I just paid $48 to have 29er frame sent over with USPS. Pretty good, concidering the alternatives...


----------



## majorbanjo (Dec 11, 2010)

I just picked up a Trek Fuel Ex 5 from my local bike shop......not a lot of Trek love on this board....but test rode it and loved it.....Uncle Sam will be shipping it over for me at no cost....


----------



## grejji (Apr 25, 2010)

Hey all. I'm heading to Belgium to ride at filthy trails this weekend. Its a FR/DH park with no lift. It does have some cool features, though. www.filthytrails.be I have no bike or lid or pads. Just shoes, shorts and gloves right now. I'll rent a bike, a lid and pads when I'm there.

Anyway as of now, I'm flyin' solo for saturday and/or sunday. Just wanted to see if anyone would be interested in coming out! Shoot me a PM of you'd like to meet up!


----------



## KTroopa (Sep 6, 2008)

*Berlin / Potsdam checking in*

My wife & I live in Potsdam and ride both Trail & DH; there are a couple of good local spots here, even if the highest points top out at 115 meters. It is a 2-3 hour train ride to arrive in the Harz mountains to the west, where the Thale downhill run, Hahnenklee bikepark and others lie. We're also going to be riding Winterberg once or twice this summer. If anyone is around our vicinity and is interested in meeting up for a ride, let me know.

Cheers


----------



## jaystekan (Sep 11, 2011)

I know this is an old thread, but I will be heading to Bamberg for the next 3 years.
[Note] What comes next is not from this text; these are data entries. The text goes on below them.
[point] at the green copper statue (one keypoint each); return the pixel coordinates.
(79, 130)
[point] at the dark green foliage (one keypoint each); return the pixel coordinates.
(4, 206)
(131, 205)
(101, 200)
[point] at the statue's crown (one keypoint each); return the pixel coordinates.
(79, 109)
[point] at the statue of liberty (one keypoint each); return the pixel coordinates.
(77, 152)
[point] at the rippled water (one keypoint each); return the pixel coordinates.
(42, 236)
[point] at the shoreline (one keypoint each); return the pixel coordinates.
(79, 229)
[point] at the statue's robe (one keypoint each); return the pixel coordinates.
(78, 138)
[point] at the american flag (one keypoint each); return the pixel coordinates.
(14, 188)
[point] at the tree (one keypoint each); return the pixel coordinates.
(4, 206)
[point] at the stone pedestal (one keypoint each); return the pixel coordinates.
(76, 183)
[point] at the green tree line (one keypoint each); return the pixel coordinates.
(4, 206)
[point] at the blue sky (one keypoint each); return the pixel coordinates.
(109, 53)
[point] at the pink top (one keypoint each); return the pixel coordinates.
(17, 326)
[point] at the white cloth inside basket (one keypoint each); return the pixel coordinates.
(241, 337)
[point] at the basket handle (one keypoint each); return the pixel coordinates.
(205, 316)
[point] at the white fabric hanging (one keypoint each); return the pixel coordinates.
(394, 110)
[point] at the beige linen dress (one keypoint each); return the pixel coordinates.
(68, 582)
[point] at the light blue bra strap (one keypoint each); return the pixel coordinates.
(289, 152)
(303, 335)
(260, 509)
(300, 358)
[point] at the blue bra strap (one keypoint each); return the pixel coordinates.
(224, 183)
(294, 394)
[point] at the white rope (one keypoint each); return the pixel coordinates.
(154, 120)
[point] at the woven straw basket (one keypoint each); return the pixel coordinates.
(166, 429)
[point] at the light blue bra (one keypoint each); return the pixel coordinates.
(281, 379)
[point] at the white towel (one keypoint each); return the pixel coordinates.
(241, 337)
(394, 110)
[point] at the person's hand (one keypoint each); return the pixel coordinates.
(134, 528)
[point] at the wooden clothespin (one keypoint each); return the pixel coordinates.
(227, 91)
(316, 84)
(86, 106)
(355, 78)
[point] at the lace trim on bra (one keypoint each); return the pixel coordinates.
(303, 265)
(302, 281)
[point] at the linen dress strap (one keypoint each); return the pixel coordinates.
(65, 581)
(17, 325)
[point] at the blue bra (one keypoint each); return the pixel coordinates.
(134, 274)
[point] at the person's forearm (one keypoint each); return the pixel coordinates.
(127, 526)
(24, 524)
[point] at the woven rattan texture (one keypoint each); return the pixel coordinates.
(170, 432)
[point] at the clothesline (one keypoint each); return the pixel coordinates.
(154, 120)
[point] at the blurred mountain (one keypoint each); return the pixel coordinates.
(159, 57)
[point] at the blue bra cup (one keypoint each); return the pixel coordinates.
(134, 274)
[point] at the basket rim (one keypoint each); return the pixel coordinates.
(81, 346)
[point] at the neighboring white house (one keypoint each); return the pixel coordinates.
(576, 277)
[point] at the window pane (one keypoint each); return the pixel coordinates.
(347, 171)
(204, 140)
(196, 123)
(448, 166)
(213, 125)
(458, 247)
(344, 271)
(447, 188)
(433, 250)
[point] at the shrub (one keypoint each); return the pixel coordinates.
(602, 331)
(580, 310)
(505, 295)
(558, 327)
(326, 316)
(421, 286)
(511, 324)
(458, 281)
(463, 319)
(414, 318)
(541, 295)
Do you meet nearby for rides?


----------



## ranier (Sep 9, 2003)

jaystekan said:


> I know this is an old thread, but I will be heading to Bamberg for the next 3 years. Do you meet nearby for rides?


Are you US mil? If so USAFE mtb race series has held a race in Bamberg. Check out the outdoor rec and they could hook you up with info.


----------



## Jack Jack (Sep 7, 2011)

*Schweinfurt trail*

anyone know where is the xc trail in Schweinfurt? I will be staying in mercure hotel


----------



## warneraz (Apr 7, 2016)

*Grunewald in Berlin*

I will be in Berlin for a few days this week and I am interested in a ride in or around Grunewald. Does anyone know if there is a shop that rents MTBs that are at least a little bit trail worthy?


----------



## sanadaracing (Dec 1, 2011)

*Any interesting bike shop in Berlin?*

Hi, I will be visiting Berlin on business next week.
Is there any interesting bike shop to visit there? I want to shop for some European made parts and accessories that are of good quality but not so popular outside of Europe.


----------